Kris Williams appears to have a sound railroad real estate background, and a few years of experience on the EDA, where the council is already disproportionately represented, and where it might be better to elect a successful small business owner-operator who survived market cycles in a field, computers and communication, where obsolete thinking or unwise investment, or not holding to a budget while meeting a payroll could end things abruptly; yet that person, Hendriksen, steered the shoals and positioned the firm to where a planned sale and retirement were achieved. Finally, in moving decades ago to Ramsey after finding a fairly priced home and acreage where he could build a barn and keep horses which was a personal goal, Hendriksen has said, "I never bought a thing without knowing what it would cost."

We need that. Where civic goals and dreams may conflict with budget constraints, someone who successfully faced that decision making task year in and year out in the private sector by weighing benefits and risks dispassionately in deciding what to do or avoid, has much to offer when willing to reenter public service and bring that skill set to the council table.

Last, during about two decades of planning commission service in Ramsey prior to being on council, Hendriksen should be remembered as the initiator and strongest advocate of density transition, the concept that where residents of an existing neighborhood with a shared local character are faced with development proposals on adjacent vacant land, those people should be entitled to a density gradient at the edge of the new housing, to not lose property value, or quality of the character of the established neighborhood. That was not being against growth per se, but wanting sound expansion decisions in town, which is true smart growth despite how that term has been cheapened now by over use and inappropriate use. Call it "fair growth" instead. It was a principle Hendriksen never abandoned.

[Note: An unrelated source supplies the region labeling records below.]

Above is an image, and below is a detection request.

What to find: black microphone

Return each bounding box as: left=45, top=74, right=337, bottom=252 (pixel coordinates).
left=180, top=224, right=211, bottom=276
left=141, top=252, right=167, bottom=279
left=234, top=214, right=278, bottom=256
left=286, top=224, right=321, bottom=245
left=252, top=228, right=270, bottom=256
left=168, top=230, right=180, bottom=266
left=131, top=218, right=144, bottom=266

___________FURTHER UPDATE___________
The thing I should add about Terry Hendriksen as a candidate, his vision for Ramsey has always been wanting to encourage the build-out of industrial and commercial projects, with high-paying job opportunities so people could move here and live close to where they worked. His own business location has varied but was consistently in Anoka County and he saw Ramsey as a place that could, with careful growth, provide the rental rates and customer proximity other sites provided him while being closer to his home.

An objection he had to the entire Town Center process was putting the cart before the horse; where he would have been building jobs first and then seeing the housing growth expand to meet the good employment opportunities that were always his aim.

Recent talk of another Big Mac fast food outlet with one already down the highway in Anoka and a gas station-quick shop at Town Center was not within his view of the employment-opportunity business strata toward which to aim. And to the extent rail proximity might matter to a high-skills industrial employer, he has always favored caution in siting development of the right kind along the BNSF rail line. Besides the expense and risks of the Town Center dream, he was critical of "housing now" by the rail line when other use opportunities might later arise.

Living close to a busy noisy rail line was never in his mind something desirable which many would want, when the pattern had been over the years that people moved to Ramsey to find large lot single family housing at affordable cost. As he did.

Demographics change, but the rush hour traffic just gets worse and worse. Workers without downtown jobs entailing absolutely fixed rush-hour working hours find a commuter rail of little to no use to them, and Northstar has continued to be a burden with meager usage insufficient to pay the costs.

While some reach of the views Hendriksen holds has been foreclosed or constrained by how development has been managed, the jobs-first outlook Hendriksen has always held has always made sense.